The Brouts grew up in New York City, influenced by the sounds of Sonic Youth, Black Sabbath and Jefferson Airplane from an early age. “Growing up we all naturally got into rock music; that was really the only thing we agreed on so we built our relationships on that foundation,” Madeline explains. “I think the New York and Brooklyn music scenes have changed a lot since the ‘70s but it’s still such a creative place and that always drove us.” The Brouts discovered guitars at the age of eight and started writing songs as a hobby, eventually becoming The Indecent when producer/A&R Tim Sommer—who helped develop acts like the Beastie Boys and Maroon 5—paired the group up with Windsor, Canada-based Burrows. The son of a drummer, Burrows and the Brouts quickly discovered that they had the same musical heroes and immediately solidified The Indecent’s developing sound.
The Indecent started posting their homemade recordings online and immediately began drawing comparisons that ranged from grunge icons like Nirvana to proto-punk acts like Patti Smith. Tracks like the brooding “25 Steps” helped attract an active and devoted online following. Other bands took notice as well, and began recruiting The Indecent to join them on the road. Without a booking agent, the foursome has toured throughout the UK, landing on the cover of British fashion mag Disorder, and recently they took the stage in New York City for Joey Ramone’s Annual Birthday Bash at Webster Hall. Eventually their demos ended up on the desk of Warner Bros Records chairman and acclaimed producer Rob Cavallo. “We were just sitting around, and all of the sudden we got a call from Rob asking if we wanted to come to Los Angeles and record and we couldn’t believe it,” Emily explains. “I still almost can’t believe it even as I say that.”

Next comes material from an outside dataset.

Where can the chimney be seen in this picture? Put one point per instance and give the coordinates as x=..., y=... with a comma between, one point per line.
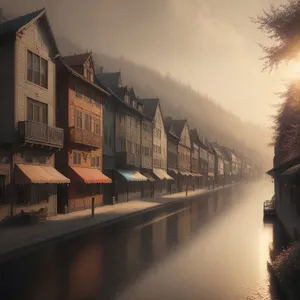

Recorded at Lightning Sound and East West recording studios in LA with Cavallo and Julian Raymond, their debut EP is five songs of unbridled energy and aggression that’s rooted in rock’s gritty past while still stretching toward its future. From the sneering sonic punch of “Lucky Ones” to the radio-ready grandiosity of “Hear Them Fear Them,” the EP conveys the band’s personality and passion with every note. Oh and it doesn’t hurt that every second of this recording sounds absolutely huge.
Emily says her lyrics, which are rich in metaphor without being too cryptic, are inspired by the poetry she writes during her free time. “When we write a song usually I take out my journal and find some paragraphs that match up with the lyrics and then make the melodies from there. It all starts with the words for me,” she explains. “I tend to write about the questions that I can’t really answer - I use lyric writing as a release because it helps me get out what I’m feeling inside, which is why you can tell I mean what I’m saying onstage.”
While most bands today struggle to be accepted in an already established scene, the Indecent take pride in the fact that they don’t fit in anywhere neatly. “We’re not a pop-punk act but we’re also not like a typical Brooklyn band so I feel like we can appeal to both of those crowds,” Madeline explains. “I think we developed that sound because when we started out we were so young that we couldn’t really be part of a scene because I don’t think many people will take you seriously when you’re sixteen…it’s hard enough when you’re eighteen.”
If these songs are any indication people will have no choice but to take The Indecent seriously. With their full-length debut scheduled to come out in 2013, get ready to hear a lot more about the band in the months to come.